Decrement of Ephrin-A5⁺ cells was associated with tumour shrinkage by NAT

Strong Ephrin-A5 expression was found in the stromal cells in PDAC tissues by immunohistochemistry (Fig. 4a). There were few cells expressing Ephrin-A5 in normal pancreatic tissue and chronic pancreatitis tissue (Supplementary Fig. S1C–F). The abundance of Ephrin-A5⁺ cells was notably reduced after NAT (Fig. 4b and Supplementary Figs. S1C–F). Ephrin-A5⁺ cell density had an inversely and relatively strong association with tumour shrinkage in patients after NAT (Fig. 4c; ρ = −0.466; P = 0.033).
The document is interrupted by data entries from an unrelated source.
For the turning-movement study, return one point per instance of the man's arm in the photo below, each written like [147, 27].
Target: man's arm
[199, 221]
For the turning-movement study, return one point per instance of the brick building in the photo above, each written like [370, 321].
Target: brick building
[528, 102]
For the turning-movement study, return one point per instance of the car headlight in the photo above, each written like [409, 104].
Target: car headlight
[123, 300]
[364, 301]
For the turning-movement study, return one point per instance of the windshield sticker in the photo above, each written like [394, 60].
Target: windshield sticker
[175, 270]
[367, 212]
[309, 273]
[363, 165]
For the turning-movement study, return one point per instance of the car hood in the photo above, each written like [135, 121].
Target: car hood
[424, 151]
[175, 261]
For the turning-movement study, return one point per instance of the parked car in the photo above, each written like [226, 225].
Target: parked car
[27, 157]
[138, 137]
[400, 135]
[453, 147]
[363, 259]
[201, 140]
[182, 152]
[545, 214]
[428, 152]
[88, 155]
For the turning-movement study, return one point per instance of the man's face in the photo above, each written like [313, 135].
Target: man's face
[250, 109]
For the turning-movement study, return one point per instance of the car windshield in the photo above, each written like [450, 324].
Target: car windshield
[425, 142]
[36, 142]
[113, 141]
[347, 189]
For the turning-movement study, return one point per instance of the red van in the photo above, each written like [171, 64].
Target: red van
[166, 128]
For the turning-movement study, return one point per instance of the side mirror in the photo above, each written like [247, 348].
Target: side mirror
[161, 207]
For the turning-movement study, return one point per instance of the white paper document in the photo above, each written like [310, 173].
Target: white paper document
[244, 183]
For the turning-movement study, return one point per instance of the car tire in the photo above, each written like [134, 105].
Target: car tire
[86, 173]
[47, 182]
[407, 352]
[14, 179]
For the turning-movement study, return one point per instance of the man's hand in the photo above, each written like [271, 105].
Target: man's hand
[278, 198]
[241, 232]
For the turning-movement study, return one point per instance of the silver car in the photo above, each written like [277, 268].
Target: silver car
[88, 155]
To determine the specific type of Ephrin-A5⁺ cells, double immunostaining revealed that these cells expressed alpha-SMA and CD33, though no lymphoid lineage markers (CD4, CD8, CD19, CD20, CD138, FOXP3, TBX21), innate immune cell markers (CD56, EOMES, Bcl11b), neutrophil marker CD66b, macrophage markers (CD68, CD163, CD204), and CD14 (Supplementary Fig. S3). The majority of Ephrin-A5 was expressed in a part of the alpha-SMA⁺ CAFs (Fig. 4d), and a minority of Ephrin-A5⁺ cells was a part of the CD33⁺ myeloid cells (Supplementary Fig. S4).
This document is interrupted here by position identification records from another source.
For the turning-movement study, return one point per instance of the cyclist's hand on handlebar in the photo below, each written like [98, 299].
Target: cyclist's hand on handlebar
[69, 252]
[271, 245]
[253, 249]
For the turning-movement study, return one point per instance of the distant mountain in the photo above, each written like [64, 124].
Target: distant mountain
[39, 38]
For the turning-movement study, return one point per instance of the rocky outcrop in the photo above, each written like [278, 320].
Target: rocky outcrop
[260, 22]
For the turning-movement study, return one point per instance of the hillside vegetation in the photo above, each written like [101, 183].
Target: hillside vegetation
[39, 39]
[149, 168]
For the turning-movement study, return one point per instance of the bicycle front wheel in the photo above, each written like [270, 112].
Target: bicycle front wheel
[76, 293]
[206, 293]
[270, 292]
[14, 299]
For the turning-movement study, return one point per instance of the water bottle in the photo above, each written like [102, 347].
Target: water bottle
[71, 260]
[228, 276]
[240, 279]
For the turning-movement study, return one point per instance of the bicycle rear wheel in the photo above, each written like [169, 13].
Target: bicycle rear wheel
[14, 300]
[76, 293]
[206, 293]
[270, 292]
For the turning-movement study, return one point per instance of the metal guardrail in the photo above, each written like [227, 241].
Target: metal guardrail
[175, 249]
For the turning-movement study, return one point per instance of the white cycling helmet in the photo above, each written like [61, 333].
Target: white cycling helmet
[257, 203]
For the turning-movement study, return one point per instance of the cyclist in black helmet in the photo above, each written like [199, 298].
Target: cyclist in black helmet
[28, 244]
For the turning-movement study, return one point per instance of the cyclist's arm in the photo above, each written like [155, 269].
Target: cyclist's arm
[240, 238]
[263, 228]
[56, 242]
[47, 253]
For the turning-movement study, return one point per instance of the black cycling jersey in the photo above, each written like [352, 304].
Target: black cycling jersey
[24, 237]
Interaction between Ephrin-A5 in CAFs and the Ephrin receptor (Eph) A2 in PDAC cells

We visualised the molecular interactions in the PDAC microenvironment using comprehensive transcript profiles from various components of the tumour microenvironment, and examined which molecules interacted with Ephrin-A5 bioinformatically using tumour microenvironment analysis software (‘Methods’). The results suggested that Ephrin-A5 expressed in CAFs interacted with Ephrin receptor (Eph) A2 derived from PDAC cells (Fig. 4e). Additionally, the Ephrin-A5 in CAFs interacted with EphA2 and EphA5 of CAFs themselves. To quantify and highlight the significant molecular interactions, we calculated the value of the ‘expression product,’ which represented the strength of the molecular association. The association between Ephrin-A5 of CAFs and EphA2 of PDAC cells was the highest ranked value (Fig. 4f). It is suggested that the Ephrin-A5 pathway-related events are produced mainly by paracrine signals between CAFs and PDAC cells, and autocrine signals in CAFs.
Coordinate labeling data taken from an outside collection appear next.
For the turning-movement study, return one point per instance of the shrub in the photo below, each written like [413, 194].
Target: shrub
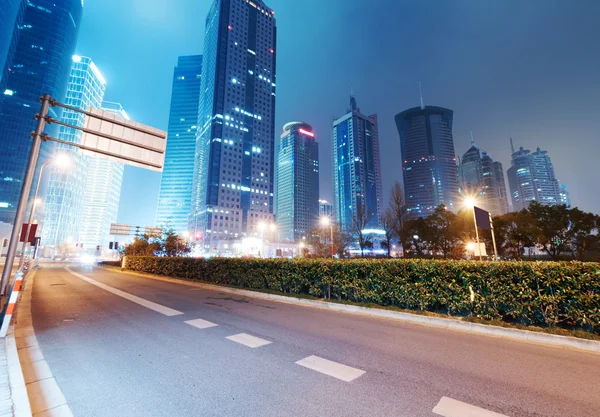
[547, 294]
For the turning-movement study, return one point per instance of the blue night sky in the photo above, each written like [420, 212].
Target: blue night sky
[526, 68]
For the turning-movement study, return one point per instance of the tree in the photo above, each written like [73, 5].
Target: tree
[142, 246]
[552, 228]
[398, 210]
[514, 232]
[441, 234]
[360, 221]
[173, 245]
[388, 223]
[584, 232]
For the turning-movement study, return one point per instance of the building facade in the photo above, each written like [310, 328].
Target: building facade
[531, 178]
[11, 16]
[67, 185]
[356, 168]
[43, 43]
[428, 159]
[102, 194]
[325, 209]
[297, 204]
[234, 167]
[175, 197]
[483, 178]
EphA2 expression in PDAC cells

EphA2 was immunohistochemically determined to be expressed almost all PDAC cases with various staining density. The EphA2 density in PDAC cells varied within the same case, although it tended to be higher in the PDAC cells at the invasive front, where PDAC cells often decreased their differentiation degree (Fig. 4g). EphA2 was also sometimes expressed in CAFs (Fig. 4g). EphA2 expression in PDAC cells was not significantly altered after effective NAT (Fig. 4h).

Ephrin-A5 contributes to collagen synthesis in CAFs

To ascertain the role of Ephrin-A5 in altering collagen synthesis in CAFs, we cultured CAFs derived from fresh PDAC tissue and analysed their expression of different types of collagen following a forced expression of EFNA5 (Fig. 5a). Our primary cultured CAFs expressed vimentin and alpha-SMA, although no cells expressed cytokeratins and desmin (Supplementary Fig. S5). Oil-red O staining revealed no cells with oil droplets. The primary cultured CAFs, 20% of which expressed Ephrin-A5 weakly (Supplementary Fig. S6), were transduced with the EFNA5 gene using a lentivirus vector. Upon the selection of the transduced cells (Supplementary Fig. S6), collagen genes that were positively expressed in PDAC tissue (value of more than 50 in microarray data) or related to type I–V collagens were analysed using qRT-PCR analysis. Increasing gene expression levels of COL1A2, COL4A1, COL4A2, and COL8A1 and decreasing gene expression levels of COL6A1, COL6A2, COL12A1, COL16A1, and COL18A1 were found. With the exception of COL12A1, these alterations were consistent with the expression after effective NAT in PDAC tissue (Fig. 2). These results suggested that some of the collagen chains are downstream effectors of the Ephrin-A5 signalling pathway.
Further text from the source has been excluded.